Thursday of the Fifth Week of Ordinary Time

Today’s readings

The women in today’s Liturgy of the Word give us contrasting views of the spiritual life.  In our first reading, the women give us the example of what not to do.  Solomon, known for his wisdom and dedication to God by building the temple, is soon seduced by the foreign women he had married to abandon God.  They entice him to abandon the worship of the one, true God in order to worship and adore their so-called gods.

Marrying into the families of the foreigners among them was a real problem for the Israelites.  God had forbidden them to do so, and when they did this, they were soon led astray and picked up the pagan customs of the world around them.  It’s kind of a metaphor for what can go wrong in our spiritual lives.  If we keep our eyes on Christ and follow the way he has laid out for us, we can progress in our devotion.  But the minute we start looking at other things, we can soon be distracted from the straight and narrow.

On the other hand, we have the wonderful Syrophoenician woman in the Gospel.  She knows exactly where to look for salvation and she persists in it.  When it seemed that Jesus was not interested in helping her daughter, she persisted because she knew that Christ alone could heal her daughter and expel the demon.

Once again, there’s a deeper message here.  I don’t think any of us believes that Jesus wasn’t interested in healing the woman’s daughter.  I just think he knew her faith and wanted to give those who were in the house where he was to see that faith.  The story gives us, too, the opportunity to asses our own faith in God, not looking to other things or foreign gods to bring us salvation.  If these women teach us anything in today’s readings, it’s that we need to be focused on our God alone.

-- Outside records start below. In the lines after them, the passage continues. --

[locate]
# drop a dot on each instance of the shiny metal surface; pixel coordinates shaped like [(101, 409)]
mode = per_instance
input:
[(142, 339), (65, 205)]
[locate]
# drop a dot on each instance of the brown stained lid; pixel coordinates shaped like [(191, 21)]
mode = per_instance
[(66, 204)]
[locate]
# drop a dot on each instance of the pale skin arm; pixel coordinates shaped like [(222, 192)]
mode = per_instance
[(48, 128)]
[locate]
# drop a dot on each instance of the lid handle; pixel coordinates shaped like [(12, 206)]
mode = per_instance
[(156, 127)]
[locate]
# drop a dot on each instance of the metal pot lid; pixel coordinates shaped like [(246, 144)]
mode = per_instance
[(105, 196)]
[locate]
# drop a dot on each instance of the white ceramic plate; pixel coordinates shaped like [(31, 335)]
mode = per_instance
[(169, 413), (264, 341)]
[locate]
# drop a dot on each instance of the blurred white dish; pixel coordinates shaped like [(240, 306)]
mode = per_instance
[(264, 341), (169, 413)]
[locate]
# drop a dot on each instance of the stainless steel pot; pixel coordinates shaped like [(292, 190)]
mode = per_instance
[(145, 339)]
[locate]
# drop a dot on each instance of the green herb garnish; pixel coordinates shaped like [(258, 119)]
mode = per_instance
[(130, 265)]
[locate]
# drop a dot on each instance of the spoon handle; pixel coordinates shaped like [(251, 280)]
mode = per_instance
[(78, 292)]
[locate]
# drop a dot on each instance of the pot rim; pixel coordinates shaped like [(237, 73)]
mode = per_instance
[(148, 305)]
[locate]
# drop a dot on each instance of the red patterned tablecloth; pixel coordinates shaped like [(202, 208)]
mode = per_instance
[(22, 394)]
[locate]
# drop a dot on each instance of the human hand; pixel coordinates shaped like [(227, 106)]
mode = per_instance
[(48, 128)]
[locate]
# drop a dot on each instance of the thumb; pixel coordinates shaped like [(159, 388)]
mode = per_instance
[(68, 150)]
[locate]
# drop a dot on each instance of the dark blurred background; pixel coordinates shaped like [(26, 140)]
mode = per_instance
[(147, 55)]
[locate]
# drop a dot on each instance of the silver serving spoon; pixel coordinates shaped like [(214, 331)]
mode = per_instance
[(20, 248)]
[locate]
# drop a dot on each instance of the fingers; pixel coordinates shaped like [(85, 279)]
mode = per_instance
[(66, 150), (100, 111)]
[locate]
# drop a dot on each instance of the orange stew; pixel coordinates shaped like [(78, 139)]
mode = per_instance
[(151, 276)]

Friday of the Sixteenth Week of Ordinary Time

Today’s readings

This morning’s Gospel passage is the explanation of the parable of the seed and the sower, which we heard on Wednesday morning.  What we quickly find out is that the parable is all about us.  Clearly the ideal is the good soil which produces much fruit, and just as clearly, we don’t want to be the soil on the path or the rocky soil, or even the soil with the thorny growth.  All those soils yield nothing but dead plants, hardly an offering to God or even anything that would be pleasing to us.

When we allow ourselves to have a surface-level relationship with God, one that is not nourished by devotion and worship, we end up being easy picking for anything in the world that comes away and would snatch us out of the hands of God.  Just like the soil on the path, such as it is.

When we think that we can live our faith without any kind of effort on our part, we end up with a very shallow basis for that faith.  We sometimes latch on to the joy of religion or religious experience, but when it becomes hard work, we let go and have no way to keep growing.  Just like the rocky soil.

When we try to live our faith and still be people of the world, we find that the faith gets choked out as our desire for more riches, more things, more prestige – or more whatever – overshadows our desire for strong relationship with God.  We can’t serve two masters, and we soon take the path of least resistance, abandoning the faith for what we think will give us more happiness, at least right now.  And when that fails us, we wither up and have nowhere to turn.  Just like the soil with the thorny growth.

But it can’t be that way for disciples of the Lord.  We have to have a faith that goes beyond the surface so that we can really know God.  We have to have a faith that is developed by embracing the hard work of repentance and devotion so that we can continue to dig deep into the life of God.  We have to have a faith that is single-minded and not subject to whatever ill-winds and thorns come along.  We have to be that rich soil which yields not only joy for ourselves, but grace for others.